|brake boss line up|
|just a small gap|
Confident that I would at least have some braking potential, and finding my Sunday afternoon surprisingly free, I continued on completing the last jobs on the bike. First up chain onto the bike. Simple enough, I'm not going to explain the ins and outs as it is done well enough in Zinn and in other bicycle maintance books. I had not appreciated how much you need to be an octopus though. I was most pleased that I was fixing the chain together with a powerlink and not having to force a pin into place with a chain tool. Really simple, but a little more fiddley was the task of aligning the rear derailleur (mech). Setting the high and low screws to match the limits of chain movement is simple in theory. I found that holding the derailleur over the low position and looking at where the limit screw was holding gave me more confidence that this phase was set up.

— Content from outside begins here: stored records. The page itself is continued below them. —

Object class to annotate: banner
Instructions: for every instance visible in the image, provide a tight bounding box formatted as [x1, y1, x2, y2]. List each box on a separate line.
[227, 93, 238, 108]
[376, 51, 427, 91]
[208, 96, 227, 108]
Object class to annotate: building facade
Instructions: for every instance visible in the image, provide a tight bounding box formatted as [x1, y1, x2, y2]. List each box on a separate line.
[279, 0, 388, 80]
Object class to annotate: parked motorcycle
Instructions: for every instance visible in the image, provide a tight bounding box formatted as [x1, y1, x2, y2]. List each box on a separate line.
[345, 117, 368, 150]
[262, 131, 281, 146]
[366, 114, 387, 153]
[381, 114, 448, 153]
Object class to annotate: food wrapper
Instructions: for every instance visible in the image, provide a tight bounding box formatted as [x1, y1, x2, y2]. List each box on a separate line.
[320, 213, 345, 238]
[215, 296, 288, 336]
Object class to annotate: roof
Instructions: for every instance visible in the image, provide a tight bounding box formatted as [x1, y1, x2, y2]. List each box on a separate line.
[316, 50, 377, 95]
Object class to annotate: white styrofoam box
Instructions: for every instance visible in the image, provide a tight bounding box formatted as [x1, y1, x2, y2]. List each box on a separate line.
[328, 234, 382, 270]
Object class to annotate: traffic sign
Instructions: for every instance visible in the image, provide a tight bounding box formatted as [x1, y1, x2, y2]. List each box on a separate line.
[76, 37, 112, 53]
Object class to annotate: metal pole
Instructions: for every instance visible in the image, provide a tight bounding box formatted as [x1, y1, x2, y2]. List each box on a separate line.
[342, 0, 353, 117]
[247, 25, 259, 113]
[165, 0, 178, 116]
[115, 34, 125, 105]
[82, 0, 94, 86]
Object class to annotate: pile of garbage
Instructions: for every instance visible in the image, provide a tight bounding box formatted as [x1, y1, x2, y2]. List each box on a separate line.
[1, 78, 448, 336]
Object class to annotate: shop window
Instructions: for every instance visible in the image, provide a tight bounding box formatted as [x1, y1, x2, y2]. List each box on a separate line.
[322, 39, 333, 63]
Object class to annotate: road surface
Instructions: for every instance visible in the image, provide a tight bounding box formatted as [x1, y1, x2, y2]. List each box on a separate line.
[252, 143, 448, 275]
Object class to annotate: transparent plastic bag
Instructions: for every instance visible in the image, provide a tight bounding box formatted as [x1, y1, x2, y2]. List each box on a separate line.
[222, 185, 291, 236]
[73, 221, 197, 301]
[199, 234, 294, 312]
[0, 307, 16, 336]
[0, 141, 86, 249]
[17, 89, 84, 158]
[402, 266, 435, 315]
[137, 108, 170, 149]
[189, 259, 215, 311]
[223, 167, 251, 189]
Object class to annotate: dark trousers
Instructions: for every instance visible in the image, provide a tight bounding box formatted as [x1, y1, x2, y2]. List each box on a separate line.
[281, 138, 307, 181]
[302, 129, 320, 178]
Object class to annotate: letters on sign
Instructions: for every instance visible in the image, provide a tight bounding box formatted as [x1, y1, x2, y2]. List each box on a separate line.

I have however, created a bike that is a little overdeveloped in the tyre department. There is an alignment issue with the rear wheel which I think is easy to sort, but there is one major problem that is preventing me from riding the P3 today. The tyres are too fat. Inflated the rear tyre is one large balloon wedged between the downstays. Not so bad at lower pressures, but it still rubs the frame badly. The original tyres that came with the wheels, I seems to remember, were fine. So I will try a switch back. In the short term there is a potential to borrow some from Uncle Riotous who is storing a load of spares. The ultimate will be a rebuild of the hub on a narrower rim. Whilst I have enjoyed assembling a bike from its components and I even feel that framebuilding might one day be an option- I have visions of being an old man with a shed in the Welsh mountains building custom frames. Wheel building is an art that requires specialisr equipment, much patience and many hours. So to rebuild the wheel I think I may need to employ my local bike shop.